But back to the book. Professor Rush holds to the very unorthodox opinion that Jesus Christ, the central figure of the Christian belief system, was not actually a real person. Of course, many people have proposed the same idea over the years, presenting certain arguments that the historical accounts of a man called Jesus are nothing more than fictional accounts to propound a certain ideology/religion for one reason or another. Rush's contention, however, is even more heretical than this. He argues that there is overwhelming proof that Jesus was an experience with the Amanita muscaria mushroom and other mind-altering substances, and not a living, breathing human being.
Such an idea may seem outwardly nonsensical, probably even comical to many people. The interesting thing is that, throughout his book, Professor Rush makes a compelling case for such a wild claim. He's done a lot of research on the subject and he presents a significant amount of historical, anthropological, and even artistic data in support of this idea.
I haven't read the book yet, so I can neither defend it nor reject it. The only things I know about its content are things I read in reviews and several online discussions. However, I've read a number of other books and papers that revolve around similar notions and hypotheses. I can't say that I'm entirely convinced, but I must also admit that they're not just interesting and amusing ideas to ponder, but the evidence for them seems to be growing.
So anyway, I was wondering if somebody has read this book or has come across a similar idea. If so, what do you think about it? Of course, I'm hoping that the discussion, should it gain any interest, be more than a simple snub. And I'll write more about the book and its arguments as soon as I get my hands on it.

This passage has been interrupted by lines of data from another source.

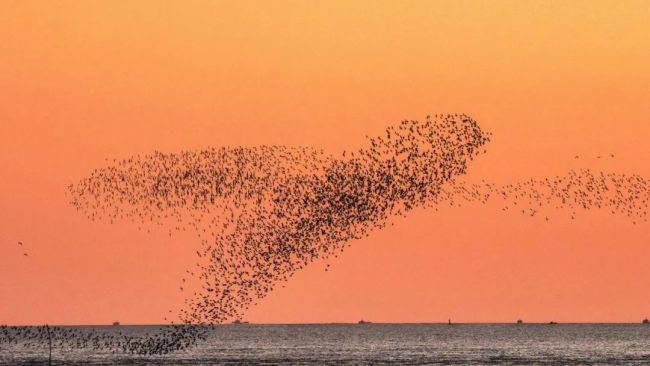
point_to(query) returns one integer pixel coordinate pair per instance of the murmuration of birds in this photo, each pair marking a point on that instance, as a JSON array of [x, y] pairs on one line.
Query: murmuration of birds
[[263, 213]]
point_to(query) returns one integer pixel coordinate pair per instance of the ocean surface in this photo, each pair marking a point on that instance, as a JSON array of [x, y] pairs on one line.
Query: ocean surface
[[376, 344]]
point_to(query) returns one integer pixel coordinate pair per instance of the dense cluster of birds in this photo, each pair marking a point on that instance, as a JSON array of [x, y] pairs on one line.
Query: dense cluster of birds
[[263, 213], [100, 339]]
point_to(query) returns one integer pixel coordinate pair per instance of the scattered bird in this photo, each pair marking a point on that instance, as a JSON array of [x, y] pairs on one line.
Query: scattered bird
[[263, 213]]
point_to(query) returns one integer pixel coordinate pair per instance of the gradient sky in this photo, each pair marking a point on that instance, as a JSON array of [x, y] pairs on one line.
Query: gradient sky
[[82, 81]]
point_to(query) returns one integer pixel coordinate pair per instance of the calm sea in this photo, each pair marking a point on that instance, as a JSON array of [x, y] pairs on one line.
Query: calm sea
[[379, 344]]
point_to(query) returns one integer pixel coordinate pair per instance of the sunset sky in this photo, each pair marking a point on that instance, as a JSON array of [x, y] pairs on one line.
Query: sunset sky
[[85, 81]]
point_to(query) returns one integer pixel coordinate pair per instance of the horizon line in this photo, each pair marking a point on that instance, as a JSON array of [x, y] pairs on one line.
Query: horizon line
[[551, 322]]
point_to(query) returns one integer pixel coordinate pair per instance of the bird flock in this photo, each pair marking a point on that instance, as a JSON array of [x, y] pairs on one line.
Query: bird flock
[[263, 213]]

Again, I'd like to repeat that I'm neither an advocate nor an opponent here – at least, not yet. I'm simply interested in a new idea that, even if proved completely wrong, may lead to some important consequences and/or contemplations.
General Book Description [Copied from Amazon.com]
On a 2001 trip to the cathedrals of Europe, anthropologist John Rush and his wife entered St. Mark’s Basilica in Venice and encountered a mosaic depicting Jesus surrounded by mushrooms with an Amanita muscaria cap in his hand. Examining the space with new eyes, they discovered images of mushrooms and mind-altering plants all over the Basilica. Intrigued, Dr. Rush spent seven years researching and reflecting on the profound effects hallucinogens had on the founding of all three major Western religions. He concluded that Judaism, Christianity, and Islam are political constructions evolving out of the use of not only Amanita muscaria, but a plethora of mind-altering substances.
Failed God: Fractured Myth in a Fragile World re-examines the scriptural stories of Judaism, Christianity, and Islam as told in the Bible and Qur’an and reveals them as “concocted mythical charters stemming from drug-induced romps with the super-natural.” Rush shows how mind-altering substances played an instrumental role in the birth and development of Western religions and explains how they contributed to reports of “prophetic” experiences, including angry and disturbing messages from the divine. With chapters on Judaism, Christianity, and Islam, Rush fully addresses the effects of mind-altering substances on each tradition, convincingly discrediting the idea that they stem from actual human interaction with the divine. He also shows how an intoxicated and over-zealous Apostle Paul corrupted Jesus’s simple message of human decency, forming an oppressive religious system based on fear. In a thought-provoking conclusion, Rush asks how we can continue to attribute authority to traditions that were so clearly irrationally founded and incompatible with today’s world.